Included in the exercise were enabling units including the refuelling unit, logistics, security forces and medics. NH90 co-pilot Flying Officer (FGOFF) Brandon Marr spoke to us at the beginning of the exercise and said they had set up a base of operations and crews were planning missions, delegating jobs and briefing teams.

“We get intelligence updates every day that tell us where any enemy forces may be in the area where we’re operating. Whatever the job entails we’re always curious as to where they might be. So it’s up to our intelligence team to tell us where they could potentially be or where they have been spotted.”

Aircrews would be on the lookout for both enemy personnel and electronic warfare systems, FGOFF Marr said.

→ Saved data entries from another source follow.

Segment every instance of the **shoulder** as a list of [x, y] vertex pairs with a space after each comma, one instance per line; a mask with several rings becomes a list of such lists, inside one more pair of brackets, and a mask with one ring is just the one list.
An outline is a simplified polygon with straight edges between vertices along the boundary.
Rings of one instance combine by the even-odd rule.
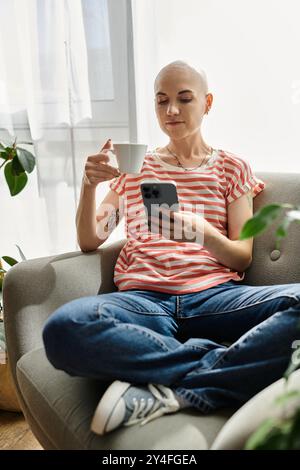
[[250, 165], [246, 158], [229, 152], [228, 150], [219, 150], [219, 156], [222, 161], [226, 176], [230, 177], [236, 174], [248, 173]]
[[219, 150], [219, 155], [221, 156], [224, 165], [243, 166], [249, 164], [245, 157], [233, 152], [228, 152], [228, 150]]

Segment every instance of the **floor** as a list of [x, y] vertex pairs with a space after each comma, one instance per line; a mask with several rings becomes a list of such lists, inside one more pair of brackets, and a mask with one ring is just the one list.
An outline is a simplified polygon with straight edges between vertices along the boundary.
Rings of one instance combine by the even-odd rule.
[[0, 411], [0, 450], [43, 450], [22, 413]]

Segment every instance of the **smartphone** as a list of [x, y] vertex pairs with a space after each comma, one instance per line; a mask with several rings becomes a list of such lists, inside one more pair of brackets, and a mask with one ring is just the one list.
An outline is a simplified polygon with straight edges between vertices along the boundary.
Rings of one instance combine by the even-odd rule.
[[149, 217], [158, 216], [159, 206], [170, 209], [174, 212], [179, 210], [179, 201], [176, 189], [176, 183], [157, 181], [143, 181], [141, 183], [141, 193], [143, 203], [146, 208], [148, 218], [148, 227], [151, 225]]

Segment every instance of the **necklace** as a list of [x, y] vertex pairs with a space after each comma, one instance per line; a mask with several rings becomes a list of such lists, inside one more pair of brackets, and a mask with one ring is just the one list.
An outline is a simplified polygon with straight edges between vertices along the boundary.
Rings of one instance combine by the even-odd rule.
[[[202, 166], [204, 160], [206, 159], [206, 156], [207, 156], [207, 155], [210, 155], [210, 157], [209, 157], [209, 159], [210, 159], [211, 156], [212, 156], [212, 154], [213, 154], [213, 151], [214, 151], [214, 149], [211, 147], [211, 152], [210, 152], [210, 154], [207, 153], [207, 154], [205, 155], [205, 157], [203, 157], [203, 159], [202, 159], [200, 165], [197, 165], [197, 166], [195, 166], [194, 168], [185, 168], [185, 167], [182, 165], [182, 163], [181, 163], [181, 161], [179, 160], [179, 158], [178, 158], [178, 156], [176, 155], [176, 153], [172, 152], [172, 151], [169, 149], [168, 146], [167, 146], [166, 148], [167, 148], [167, 150], [176, 158], [176, 160], [177, 160], [177, 162], [178, 162], [178, 166], [180, 166], [181, 168], [183, 168], [184, 171], [192, 171], [192, 170], [196, 170], [197, 168], [200, 168], [200, 167]], [[207, 160], [207, 163], [208, 163], [209, 159]]]

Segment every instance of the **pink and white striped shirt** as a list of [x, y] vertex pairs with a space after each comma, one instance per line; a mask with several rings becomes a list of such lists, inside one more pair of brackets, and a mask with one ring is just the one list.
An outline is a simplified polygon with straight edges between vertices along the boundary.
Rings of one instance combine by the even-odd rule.
[[265, 188], [244, 159], [224, 150], [214, 150], [206, 166], [188, 172], [164, 162], [156, 151], [147, 152], [139, 174], [123, 173], [109, 185], [123, 198], [127, 237], [115, 265], [118, 290], [179, 295], [241, 281], [245, 273], [224, 266], [199, 243], [149, 232], [140, 189], [141, 182], [149, 179], [175, 182], [179, 209], [191, 211], [200, 204], [201, 215], [225, 236], [228, 204], [250, 190], [255, 197]]

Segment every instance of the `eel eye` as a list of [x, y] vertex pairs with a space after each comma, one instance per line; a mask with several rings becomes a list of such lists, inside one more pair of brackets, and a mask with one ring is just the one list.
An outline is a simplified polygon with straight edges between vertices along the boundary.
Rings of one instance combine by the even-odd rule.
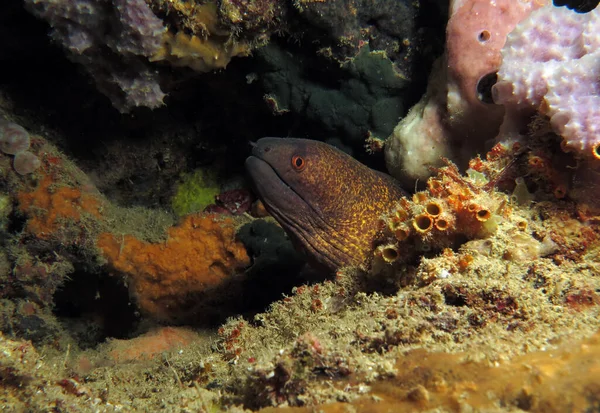
[[292, 156], [292, 168], [294, 168], [296, 171], [301, 171], [304, 169], [304, 167], [306, 167], [306, 161], [303, 157], [298, 155]]

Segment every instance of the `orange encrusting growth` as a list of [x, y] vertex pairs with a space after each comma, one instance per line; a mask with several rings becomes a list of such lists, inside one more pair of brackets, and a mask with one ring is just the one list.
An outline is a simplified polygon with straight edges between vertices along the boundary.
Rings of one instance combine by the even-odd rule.
[[169, 319], [189, 304], [185, 300], [250, 264], [244, 246], [235, 240], [233, 220], [216, 217], [188, 215], [161, 243], [102, 233], [97, 245], [109, 264], [128, 276], [140, 308]]
[[[52, 186], [54, 185], [54, 187]], [[47, 238], [64, 227], [61, 220], [80, 221], [82, 215], [102, 215], [102, 200], [94, 192], [56, 184], [45, 175], [35, 190], [17, 195], [19, 209], [27, 214], [27, 231]]]
[[182, 327], [161, 327], [130, 340], [111, 340], [109, 357], [116, 363], [152, 360], [164, 352], [187, 347], [198, 334]]
[[402, 198], [382, 218], [382, 236], [375, 249], [373, 268], [378, 270], [380, 263], [403, 263], [423, 252], [486, 238], [496, 231], [499, 220], [508, 211], [506, 196], [461, 176], [457, 167], [448, 163], [438, 170], [437, 176], [429, 178], [425, 191], [415, 193], [412, 200]]

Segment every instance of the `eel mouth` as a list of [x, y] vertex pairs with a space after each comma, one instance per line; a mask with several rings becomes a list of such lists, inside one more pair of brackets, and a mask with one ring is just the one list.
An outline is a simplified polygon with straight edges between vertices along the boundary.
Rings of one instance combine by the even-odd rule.
[[297, 211], [305, 204], [304, 199], [281, 179], [268, 162], [257, 156], [249, 156], [245, 166], [254, 189], [267, 207], [286, 213]]

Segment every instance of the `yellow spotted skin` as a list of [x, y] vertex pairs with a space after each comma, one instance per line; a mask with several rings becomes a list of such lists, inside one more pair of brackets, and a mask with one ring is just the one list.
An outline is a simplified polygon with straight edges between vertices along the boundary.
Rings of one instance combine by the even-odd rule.
[[405, 195], [390, 176], [308, 139], [262, 138], [246, 169], [292, 241], [331, 271], [368, 263], [381, 215]]

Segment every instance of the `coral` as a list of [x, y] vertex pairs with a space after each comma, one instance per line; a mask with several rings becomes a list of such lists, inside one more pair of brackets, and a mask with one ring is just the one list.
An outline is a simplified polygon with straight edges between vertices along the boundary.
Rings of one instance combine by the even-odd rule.
[[546, 0], [463, 0], [450, 5], [446, 51], [435, 64], [427, 93], [387, 138], [390, 173], [405, 182], [427, 179], [427, 166], [448, 157], [463, 167], [493, 139], [503, 109], [490, 88], [506, 35]]
[[183, 32], [165, 33], [162, 47], [150, 57], [151, 62], [168, 61], [173, 66], [185, 66], [197, 72], [223, 69], [235, 56], [250, 54], [246, 44], [227, 44], [223, 41], [190, 36]]
[[139, 307], [162, 320], [177, 319], [198, 295], [228, 281], [250, 264], [235, 241], [231, 219], [188, 215], [161, 243], [131, 235], [103, 233], [98, 248], [115, 270], [127, 276]]
[[[419, 5], [398, 0], [293, 1], [299, 18], [309, 23], [303, 37], [319, 48], [320, 55], [343, 63], [354, 58], [363, 45], [386, 54], [395, 63], [400, 76], [414, 79], [422, 63], [422, 38], [418, 30]], [[435, 19], [441, 8], [431, 5], [429, 18]], [[426, 24], [424, 24], [426, 26]]]
[[519, 23], [493, 87], [494, 100], [508, 111], [506, 129], [537, 110], [563, 137], [563, 150], [600, 159], [598, 33], [599, 9], [579, 14], [548, 5]]
[[[12, 222], [13, 227], [17, 219], [20, 223], [17, 233], [8, 232], [6, 237], [2, 233], [0, 237], [12, 269], [10, 277], [0, 278], [0, 297], [26, 299], [40, 305], [43, 312], [52, 307], [60, 308], [57, 303], [66, 296], [65, 306], [75, 308], [79, 303], [69, 300], [68, 294], [81, 295], [85, 286], [92, 286], [95, 279], [87, 271], [94, 274], [101, 271], [102, 259], [95, 244], [100, 232], [118, 228], [118, 233], [126, 231], [146, 240], [162, 239], [164, 228], [171, 220], [165, 220], [164, 214], [142, 208], [111, 205], [80, 169], [41, 137], [32, 135], [32, 151], [40, 154], [39, 171], [24, 179], [9, 168], [3, 177], [6, 181], [2, 181], [2, 184], [8, 182], [9, 202], [14, 204], [14, 212], [6, 220]], [[5, 159], [0, 161], [6, 162]], [[1, 169], [6, 171], [6, 168]], [[7, 222], [0, 221], [2, 226]], [[7, 229], [10, 231], [10, 227]], [[68, 286], [69, 277], [85, 279], [85, 283], [73, 291]], [[119, 286], [111, 291], [114, 297], [118, 296]], [[59, 287], [62, 288], [57, 293]], [[94, 293], [100, 290], [98, 287]], [[122, 296], [126, 300], [127, 292]], [[101, 303], [102, 300], [95, 301], [98, 307]], [[113, 308], [118, 305], [113, 303]], [[101, 316], [104, 317], [96, 315], [97, 324], [101, 324]], [[30, 319], [33, 318], [27, 320]], [[122, 317], [124, 319], [126, 317]], [[30, 325], [31, 334], [43, 330], [39, 323], [32, 321]], [[10, 331], [22, 334], [23, 329], [11, 328]], [[98, 331], [104, 330], [99, 328]]]
[[456, 247], [457, 242], [496, 231], [508, 198], [491, 191], [482, 174], [470, 172], [462, 177], [453, 164], [440, 168], [425, 191], [402, 199], [382, 219], [384, 237], [375, 249], [375, 271], [381, 263], [406, 262], [418, 253]]
[[[506, 36], [515, 25], [546, 0], [513, 2], [510, 0], [470, 0], [461, 3], [450, 17], [446, 30], [448, 65], [447, 111], [450, 127], [455, 124], [494, 122], [499, 125], [502, 111], [490, 104], [488, 75], [494, 75], [502, 56], [500, 50]], [[454, 5], [456, 7], [456, 4]], [[488, 82], [487, 85], [484, 83]], [[487, 93], [487, 95], [486, 95]], [[485, 116], [478, 119], [478, 116]], [[469, 139], [477, 139], [473, 132], [480, 128], [470, 126]], [[491, 130], [491, 134], [490, 131]], [[493, 138], [493, 128], [484, 129], [487, 138]], [[483, 137], [479, 137], [482, 139]]]
[[[30, 179], [19, 178], [18, 171], [9, 177], [11, 202], [22, 226], [18, 235], [7, 237], [12, 276], [0, 279], [0, 284], [2, 297], [37, 303], [43, 313], [54, 305], [57, 288], [75, 265], [85, 262], [87, 268], [97, 267], [88, 260], [96, 255], [94, 240], [103, 226], [107, 202], [83, 173], [43, 138], [32, 136], [32, 151], [40, 154], [38, 172]], [[45, 328], [45, 323], [36, 321], [39, 319], [28, 316], [22, 330], [45, 336], [37, 333]]]
[[219, 15], [222, 23], [238, 28], [248, 37], [261, 38], [280, 28], [287, 4], [280, 0], [222, 0]]
[[121, 53], [149, 56], [161, 46], [165, 28], [145, 1], [113, 0], [119, 17], [121, 33], [116, 44]]
[[144, 0], [27, 0], [25, 5], [48, 22], [50, 36], [117, 109], [163, 105], [159, 73], [147, 59], [160, 49], [166, 29]]
[[[125, 312], [118, 322], [111, 321], [112, 313], [102, 308], [100, 298], [92, 300], [93, 306], [86, 304], [81, 297], [90, 289], [94, 293], [109, 291], [117, 302], [128, 300], [129, 289], [131, 295], [140, 297], [143, 310], [151, 315], [159, 313], [156, 317], [161, 319], [180, 316], [196, 304], [204, 291], [207, 300], [215, 304], [217, 294], [211, 289], [215, 286], [223, 296], [235, 295], [237, 290], [225, 284], [231, 287], [234, 282], [230, 275], [249, 264], [244, 246], [234, 241], [236, 223], [220, 222], [214, 216], [190, 216], [167, 233], [172, 217], [166, 212], [113, 205], [52, 145], [36, 137], [33, 147], [41, 154], [42, 165], [31, 179], [1, 168], [14, 188], [9, 201], [14, 202], [18, 214], [13, 215], [24, 220], [18, 235], [6, 240], [12, 274], [0, 279], [0, 298], [27, 299], [44, 310], [55, 305], [57, 309], [69, 307], [93, 313], [91, 327], [75, 328], [74, 322], [70, 324], [77, 330], [73, 335], [79, 334], [78, 340], [89, 345], [94, 338], [111, 334], [118, 337], [119, 328], [135, 322], [135, 317], [125, 316]], [[8, 160], [2, 158], [0, 161], [7, 164]], [[208, 202], [212, 200], [211, 195]], [[167, 236], [170, 238], [165, 241]], [[107, 258], [111, 265], [105, 265]], [[119, 271], [115, 282], [122, 281], [121, 276], [128, 277], [127, 287], [119, 289], [122, 284], [113, 285], [102, 277], [95, 281], [97, 274], [108, 277], [107, 273], [115, 270]], [[239, 287], [243, 280], [236, 279], [236, 285]], [[95, 289], [94, 282], [99, 284]], [[58, 287], [62, 288], [57, 292]], [[79, 295], [74, 299], [73, 294]], [[224, 313], [223, 307], [215, 305], [214, 312]], [[119, 308], [118, 304], [112, 308]], [[207, 318], [212, 316], [209, 312], [204, 312]], [[108, 324], [111, 326], [105, 328]], [[7, 329], [22, 334], [21, 330]]]
[[[256, 33], [243, 31], [238, 26], [243, 22], [231, 22], [231, 15], [221, 13], [222, 8], [228, 9], [233, 4], [212, 0], [202, 4], [153, 0], [155, 10], [171, 16], [168, 19], [171, 30], [165, 32], [161, 47], [150, 61], [167, 61], [173, 66], [209, 72], [225, 68], [235, 56], [249, 55], [257, 45], [268, 41], [270, 30], [263, 26], [260, 40], [254, 37]], [[244, 22], [250, 22], [253, 16], [245, 15], [243, 18]]]
[[220, 189], [210, 171], [198, 169], [184, 174], [171, 200], [173, 211], [179, 216], [199, 212], [215, 201]]
[[[369, 135], [387, 136], [412, 99], [412, 85], [382, 51], [364, 45], [341, 65], [335, 88], [307, 76], [311, 63], [270, 44], [257, 51], [266, 65], [261, 80], [274, 114], [302, 113], [344, 143], [363, 148]], [[332, 69], [333, 70], [333, 69]]]
[[443, 110], [446, 96], [443, 63], [443, 59], [436, 61], [426, 94], [385, 141], [387, 170], [407, 186], [412, 186], [415, 178], [429, 177], [429, 168], [439, 165], [442, 157], [454, 155]]
[[29, 152], [31, 138], [21, 125], [0, 119], [0, 152], [15, 155], [13, 168], [19, 175], [34, 172], [41, 165], [36, 155]]

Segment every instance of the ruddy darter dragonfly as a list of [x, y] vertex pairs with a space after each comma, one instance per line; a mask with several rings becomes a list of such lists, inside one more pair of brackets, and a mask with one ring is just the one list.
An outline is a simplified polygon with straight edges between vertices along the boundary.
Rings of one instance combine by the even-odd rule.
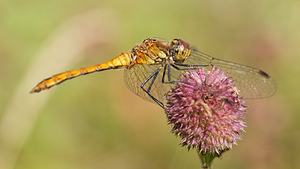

“Hostile forces attempting to blend in with the civilian population are a major threat in this environment when we go out on a mission.”

“They could be using radars to track us or there could be issues with our radios being jammed so we won’t be able to talk with our command back at base.

“Likewise, there could be hostile scouts reporting when we’re approaching a landing zone, meaning that enemy forces could then engage us on the ground when we are vulnerable,” he said.

“It’s exciting to see another side of what we can do in the NH90 and how we can support nations in the Pacific.”

One of the big challenges the exercise would face in Waiouru would be the weather, which was unpredictable during winter, he said.

“It can be sunny one moment and then low cloud and rain can roll in the next minute. It makes our decision-making a little bit harder on when to fly and do the mission, or if we wait the weather out.”

Helicopter loadmaster Corporal (CPL) Jarrod Milligan said the exercise was an opportunity to consolidate all previous training.

“So it could be moving personnel and equipment around the battlefield, building a greater awareness of the threat environment, and what our response is when we use door guns.

“I did MAG 58 training a few months ago, it’s really the first opportunity to use it in a battlefield scenario. The battlefield support element is one of our main outputs, so deploying here and being away from Ohakea is our way of showing we can do it.”

Being able to train in battlefield conditions over the past few years had been limited because of COVID-19, so getting back into the training was welcome, CPL Milligan said.

Inclement weather would be a big challenge to the team and could result in low-flying.

“We will need to maintain safety at all times. And the enemy threat is always present here. A lot of lessons are being learned about the systems in the aircraft and how we can implement them better.

“I’m looking forward to getting out there with the troops and providing the output that we’re here to do. It’s a real joint exercise with the Army and we rely heavily on them – they are the element that we’re supporting. It’s always great to train together.”